Dopo essere stata al servizio di Cosa nostra sotto il nome di Fimo e Adamas, la banca è stata acquistata nel 2003 da Gianpiero Fiorani e trasformata nella tesoreria oltre confine della Popolare di Lodi. L'arresto di Fiorani, buon amico di Mora, ha messo fine alle evoluzioni dell'ex Fimo.
Un terzo e ultimo conto di Mora, ancora attivo, è stato aperto presso la Bsi (Banca della Svizzera italiana), istituto rilevato alla fine degli anni Novanta dal gruppo Generali.
Ovviamente, queste informazioni non vengono dai banchieri elvetici, usi a bonificare tacendo. Le ha rivelate lo stesso Mora ai pm Eugenio Fusco e Massimiliano Carducci nell'interrogatorio del 10 gennaio.
Lo stesso in cui ha dichiarato una laurea in Economia e commercio a Bologna e una honoris causa in Scienze delle comunicazioni allo Iulm. Dopo la smentita di entrambe le università, Mora rischia una nuova incriminazione. Da imputato, per legge ha il diritto di dire il falso su tutto salvo che sulle generalità e sui titoli di studio.
Pietà per il berlusclone Lele Mora
di Stefano Corradino - Il Fatto Quotidiano - 21 Giugno 2011
“Voi maiali, porci, giornalisti e comunisti di m. Spero che vengano i fascisti a spaccarvi le gambe”. Così in una recente intervista ad Annozero Dario Mora detto Lele contestava al giornalista Corrado Formigli le domande relative alle inchieste sugli scandali sessuali nelle residenze del presidente del Consiglio.
Ieri Mora è stato arrestato con l’accusa di bancarotta fraudolenta. L’elenco dei suoi problemi giudiziari è cospicuo.
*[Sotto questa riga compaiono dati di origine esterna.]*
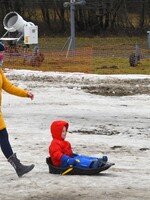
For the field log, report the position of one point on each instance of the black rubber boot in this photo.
(20, 168)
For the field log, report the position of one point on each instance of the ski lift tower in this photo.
(17, 29)
(71, 39)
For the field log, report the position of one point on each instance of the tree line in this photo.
(96, 17)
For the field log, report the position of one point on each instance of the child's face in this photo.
(64, 133)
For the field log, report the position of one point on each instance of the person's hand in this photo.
(71, 161)
(30, 95)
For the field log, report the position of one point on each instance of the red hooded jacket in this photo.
(59, 146)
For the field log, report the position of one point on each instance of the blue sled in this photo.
(76, 170)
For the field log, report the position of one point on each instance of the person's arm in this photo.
(12, 89)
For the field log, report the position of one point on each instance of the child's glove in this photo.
(69, 160)
(74, 155)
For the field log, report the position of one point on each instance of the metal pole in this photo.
(72, 21)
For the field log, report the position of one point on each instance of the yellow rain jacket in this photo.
(6, 85)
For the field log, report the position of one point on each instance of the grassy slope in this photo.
(96, 55)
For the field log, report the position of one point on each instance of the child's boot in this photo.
(20, 168)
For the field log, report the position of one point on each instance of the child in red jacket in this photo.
(61, 152)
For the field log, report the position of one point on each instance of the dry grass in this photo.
(93, 55)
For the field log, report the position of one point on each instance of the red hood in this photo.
(57, 127)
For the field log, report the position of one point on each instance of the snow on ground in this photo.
(117, 126)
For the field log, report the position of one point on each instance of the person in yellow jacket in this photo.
(6, 148)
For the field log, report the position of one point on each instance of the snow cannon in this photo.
(13, 22)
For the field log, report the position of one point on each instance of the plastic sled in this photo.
(76, 170)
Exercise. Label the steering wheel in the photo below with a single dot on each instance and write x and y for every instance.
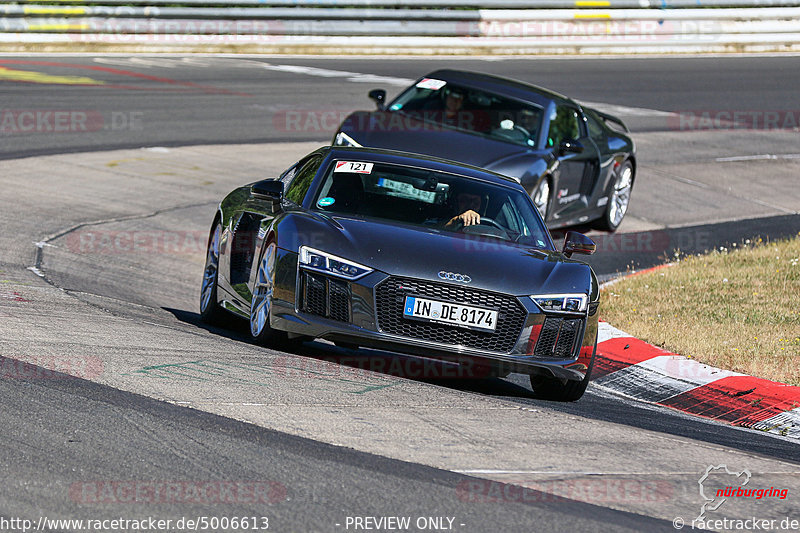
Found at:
(486, 221)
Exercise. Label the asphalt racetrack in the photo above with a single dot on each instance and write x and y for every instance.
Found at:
(119, 404)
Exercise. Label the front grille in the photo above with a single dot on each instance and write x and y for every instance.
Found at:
(390, 300)
(326, 297)
(558, 337)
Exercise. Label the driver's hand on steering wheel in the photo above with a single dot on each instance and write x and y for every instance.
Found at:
(467, 218)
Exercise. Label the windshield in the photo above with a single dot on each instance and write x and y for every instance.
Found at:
(471, 110)
(435, 200)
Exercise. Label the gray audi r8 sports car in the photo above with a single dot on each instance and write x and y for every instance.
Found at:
(577, 163)
(406, 253)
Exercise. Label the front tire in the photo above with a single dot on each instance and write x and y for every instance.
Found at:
(261, 302)
(210, 310)
(618, 199)
(553, 389)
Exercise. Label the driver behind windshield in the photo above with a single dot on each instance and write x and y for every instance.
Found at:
(466, 206)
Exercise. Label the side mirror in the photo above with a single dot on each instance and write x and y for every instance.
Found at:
(578, 243)
(379, 97)
(570, 147)
(268, 189)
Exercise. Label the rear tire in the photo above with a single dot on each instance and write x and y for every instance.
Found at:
(619, 198)
(210, 310)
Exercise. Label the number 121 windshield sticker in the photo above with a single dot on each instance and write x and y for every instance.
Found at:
(353, 166)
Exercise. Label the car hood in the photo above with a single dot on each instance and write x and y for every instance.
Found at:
(422, 253)
(396, 131)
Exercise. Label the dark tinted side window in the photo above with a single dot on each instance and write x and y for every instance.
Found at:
(300, 183)
(596, 130)
(564, 126)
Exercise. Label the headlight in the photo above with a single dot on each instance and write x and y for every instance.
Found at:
(330, 264)
(343, 139)
(562, 303)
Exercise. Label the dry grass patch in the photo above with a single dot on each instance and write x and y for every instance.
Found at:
(737, 309)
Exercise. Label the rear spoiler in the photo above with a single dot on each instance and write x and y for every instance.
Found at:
(611, 118)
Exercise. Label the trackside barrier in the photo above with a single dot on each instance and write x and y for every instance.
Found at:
(408, 26)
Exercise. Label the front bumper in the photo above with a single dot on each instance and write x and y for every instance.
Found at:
(364, 313)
Condannato per detenzione di sostanze stupefacenti non proprio modiche (1990) e due volte per evasione fiscale (2000 e 2008).
Indagato nel gennaio 2011 dalla Procura della Repubblica per favoreggiamento alla prostituzione, insieme a Silvio Berlusconi e Nicole Minetti sul “caso Ruby“, la nipote (marocchina) del presidente (egiziano) che proprio lui sembrerebbe aver presentato al presidente del Consiglio (italiano). Un vero talent-scout internazionale!
Per la giustizia il talentuoso manager dello spettacolo è di fatto innocente fino al compimento del terzo grado di giudizio, sempre che qualche reato nel frattempo non venga prescritto o magari cancellato per effetto di qualche tempestiva legge “ad Moram”.
Più difficile invece cancellare il personaggio, le sue relazioni, le sue “stravaganze”. Intervistato per il film “Videocracy” nella sua “white house”, all’interno di una stanza completamente bianca, e lui tutto di bianco vestito (un simbolo di purezza e integrità) loda le gesta del presidente Berlusconi, secondo solo all’impareggiabile Benito Mussolini della cui grandezza conserva gli inni (croci celtiche e svastiche) sul suo telefonino che non si vergogna ad esibire.
Il candido Lele fa quasi tenerezza. Perché altro non è che l’archetipo perfetto del berlusconismo, uno dei tanti prodotti di un modello culturale e sociale degradante e avvilente.
Lele e gli altri Berluscloni vinceranno o perderanno nel primo grado, in appello e in Cassazione? Poco importa.
La speranza è solo quella che il vento del cambiamento che sta spirando dal nord al sud del paese spazzi ben presto via dall’Italia il fetore della volgarità, della miseria culturale, della gigioneria da avanspettacolo.
I comportamenti massonici, gli oltraggi alle istituzioni, il disprezzo delle leggi. Il concetto che tutto è in vendita. Un voto, una partita di calcio, un corpo, un sogno nel cassetto.
Non ci servono nè nuove intercettazioni nè altre carte processuali ma solo un sussulto collettivo di dignità.